Metro

Feds bust Sandy fraudsters

Now he’s singing the Sandy blues.

A former backup crooner for disco queen Gloria Gaynor was one of three fraudsters busted Tuesday for making bogus Hurricane Sandy relief claims and getting thousands of dollars in illegal aid.

The crooked trio was placed in handcuffs on the one-year anniversary of a disaster that washed out thousands of devastated New Yorkers.

“Mack and Soul” frontman and Motown cover specialist Joe McClam, 52, told Federal Emergency Management Agency officials that Sandy gutted his Sheepshead Bay apartment and was paid $32,000 to help to ease his burden, according to federal prosecutors.

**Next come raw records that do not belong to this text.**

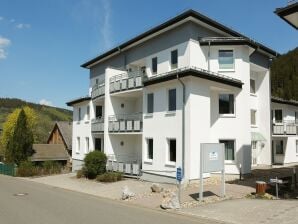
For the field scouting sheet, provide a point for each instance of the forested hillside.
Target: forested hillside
(284, 76)
(46, 115)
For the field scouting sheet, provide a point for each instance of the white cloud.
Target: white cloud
(4, 42)
(45, 102)
(23, 26)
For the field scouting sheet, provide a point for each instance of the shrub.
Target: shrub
(27, 169)
(51, 167)
(95, 164)
(80, 173)
(109, 177)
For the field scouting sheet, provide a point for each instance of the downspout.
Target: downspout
(183, 127)
(208, 55)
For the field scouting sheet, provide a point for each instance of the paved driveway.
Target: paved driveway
(248, 211)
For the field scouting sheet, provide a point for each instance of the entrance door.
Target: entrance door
(97, 145)
(254, 153)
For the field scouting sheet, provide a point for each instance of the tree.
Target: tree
(19, 145)
(10, 123)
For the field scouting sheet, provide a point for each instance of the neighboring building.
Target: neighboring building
(62, 134)
(289, 13)
(154, 99)
(284, 131)
(49, 152)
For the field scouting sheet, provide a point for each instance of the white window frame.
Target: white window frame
(229, 139)
(227, 115)
(168, 162)
(255, 113)
(78, 145)
(228, 69)
(147, 159)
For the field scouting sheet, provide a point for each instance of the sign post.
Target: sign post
(179, 179)
(212, 159)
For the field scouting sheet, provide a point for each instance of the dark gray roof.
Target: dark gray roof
(65, 128)
(186, 14)
(44, 152)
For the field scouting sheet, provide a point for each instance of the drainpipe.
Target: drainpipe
(208, 55)
(183, 127)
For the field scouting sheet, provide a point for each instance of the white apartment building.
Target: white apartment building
(284, 131)
(155, 98)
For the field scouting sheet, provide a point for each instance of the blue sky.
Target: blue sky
(44, 42)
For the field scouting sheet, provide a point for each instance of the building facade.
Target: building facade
(154, 99)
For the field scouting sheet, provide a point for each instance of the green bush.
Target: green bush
(27, 169)
(80, 173)
(51, 167)
(109, 177)
(94, 164)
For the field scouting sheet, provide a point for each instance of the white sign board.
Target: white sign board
(212, 159)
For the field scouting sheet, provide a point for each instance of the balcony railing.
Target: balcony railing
(126, 81)
(98, 90)
(126, 123)
(97, 125)
(286, 127)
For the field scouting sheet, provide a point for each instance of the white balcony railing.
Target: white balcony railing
(97, 125)
(126, 123)
(98, 90)
(126, 81)
(285, 127)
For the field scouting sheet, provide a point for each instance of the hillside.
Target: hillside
(284, 76)
(46, 115)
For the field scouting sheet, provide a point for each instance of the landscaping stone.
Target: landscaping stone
(170, 201)
(156, 188)
(126, 193)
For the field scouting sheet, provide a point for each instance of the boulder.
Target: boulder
(156, 188)
(170, 201)
(126, 193)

But investigators later learned that McClam actually lived in North Carolina and that his property hadn’t been livable since a 2010 fire.

McClam’s Web site claims that he once toured with the famed ‘Drifters” – who were best known for their hit “Under the Boardwalk.”

“Desperation leads people to do stupid things in their lives,” said Brooklyn federal judge Lois Bloom at his arraignemnt yesterday before releasing McClam on $50,000 bond.

A pair of Long Islanders also used the disaster to line their own pockets, prosecutors said.

Jena Sowinski, 37, claimed that her Merrick home was damaged by the storm and was given $18,000 by FEMA to aid in her recovery.

But the property’s real owner later told investigators that she was a rental tenant and that there was minimal damage to the home from Sandy, prosecutors said.

Tselane Gibbs, 31, of Valley Stream, snatched nearly $19,000 in fraudulent FEMA money after she said she was forced to relocate from her damaged residence to a Brooklyn rental.  But a check of her story revealed that she never moved.

“A few rapacious individuals saw FEMA assistance as an opportunity for fraud,” said Brooklyn U.S. Attorney Loretta Lynch. “The defendants charged today brazenly stole disaster relief funds, rubbing salt in the wounds of their neighbors and community.”